Juicy grilled chicken paired with classic Greek salad for a vibrant, high-protein, gluten-free summer meal.
# What You Need:
→ Grilled Chicken
01 - 2 large boneless, skinless chicken breasts (approximately 1.1 pounds)
02 - 2 tablespoons olive oil
03 - 1 tablespoon lemon juice
04 - 2 garlic cloves, minced
05 - 1 teaspoon dried oregano
06 - 1/2 teaspoon kosher salt
07 - 1/4 teaspoon freshly ground black pepper
→ Greek Salad
08 - 4 cups Romaine lettuce, chopped
09 - 2 cups cherry tomatoes, halved
10 - 1 large cucumber, diced
11 - 1/2 small red onion, thinly sliced
12 - 1 cup Kalamata olives, pitted and halved
13 - 1 cup feta cheese, crumbled
→ Dressing
14 - 3 tablespoons extra virgin olive oil
15 - 2 tablespoons red wine vinegar
16 - 1 tablespoon lemon juice
17 - 1 teaspoon dried oregano
18 - 1/2 teaspoon kosher salt
19 - 1/4 teaspoon freshly ground black pepper
# Directions:
01 - Combine olive oil, lemon juice, minced garlic, dried oregano, salt, and black pepper in a mixing bowl. Add chicken breasts and coat thoroughly with marinade. Allow to marinate for at least 15 minutes or up to 2 hours in the refrigerator.

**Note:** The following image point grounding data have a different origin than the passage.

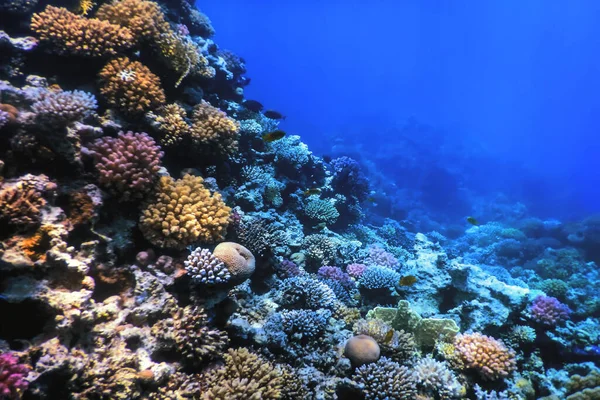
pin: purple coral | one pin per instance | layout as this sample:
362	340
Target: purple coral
549	311
336	274
378	256
128	165
356	270
12	377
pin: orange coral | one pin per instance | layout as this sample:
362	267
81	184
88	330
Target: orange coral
213	130
184	212
144	18
131	86
73	34
488	356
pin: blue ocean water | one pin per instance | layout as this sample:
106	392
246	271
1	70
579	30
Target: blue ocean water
510	89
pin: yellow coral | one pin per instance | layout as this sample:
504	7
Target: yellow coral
144	18
213	130
131	86
73	34
183	213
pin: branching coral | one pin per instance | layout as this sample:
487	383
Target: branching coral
204	268
130	86
487	356
386	379
213	130
184	212
72	34
245	376
128	165
189	333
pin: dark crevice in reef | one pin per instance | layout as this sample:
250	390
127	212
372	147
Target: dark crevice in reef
24	320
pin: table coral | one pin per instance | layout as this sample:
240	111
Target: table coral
128	165
69	33
213	130
184	212
130	86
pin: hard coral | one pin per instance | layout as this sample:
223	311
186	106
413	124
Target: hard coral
245	376
130	86
69	33
184	212
487	356
12	377
128	165
213	130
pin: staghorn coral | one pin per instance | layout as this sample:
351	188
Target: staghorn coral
69	33
128	165
212	130
64	107
206	269
184	212
487	356
143	18
130	86
245	376
434	378
189	333
386	379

02 - Preheat grill or grill pan to medium-high heat. Grill chicken for 6 to 7 minutes per side until fully cooked and juices run clear. Remove from grill and let rest for 5 minutes before slicing thinly.
03 - In a large bowl, combine chopped Romaine lettuce, halved cherry tomatoes, diced cucumber, thinly sliced red onion, Kalamata olives, and crumbled feta cheese.

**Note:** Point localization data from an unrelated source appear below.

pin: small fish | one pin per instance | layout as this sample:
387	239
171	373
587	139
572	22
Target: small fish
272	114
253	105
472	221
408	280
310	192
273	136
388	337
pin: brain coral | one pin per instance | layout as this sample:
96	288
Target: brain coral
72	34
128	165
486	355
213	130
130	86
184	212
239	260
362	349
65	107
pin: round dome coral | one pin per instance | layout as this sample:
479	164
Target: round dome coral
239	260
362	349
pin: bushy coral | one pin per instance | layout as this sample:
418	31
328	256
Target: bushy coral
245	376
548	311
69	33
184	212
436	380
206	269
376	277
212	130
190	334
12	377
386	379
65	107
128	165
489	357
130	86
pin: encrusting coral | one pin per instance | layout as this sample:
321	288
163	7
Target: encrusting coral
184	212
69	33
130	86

04 - Whisk together extra virgin olive oil, red wine vinegar, lemon juice, dried oregano, salt, and black pepper in a small bowl until emulsified.
05 - Drizzle the dressing over the salad ingredients. Toss gently to ensure even coating.
06 - Divide salad mixture into four bowls. Place sliced grilled chicken atop each bowl. Serve immediately.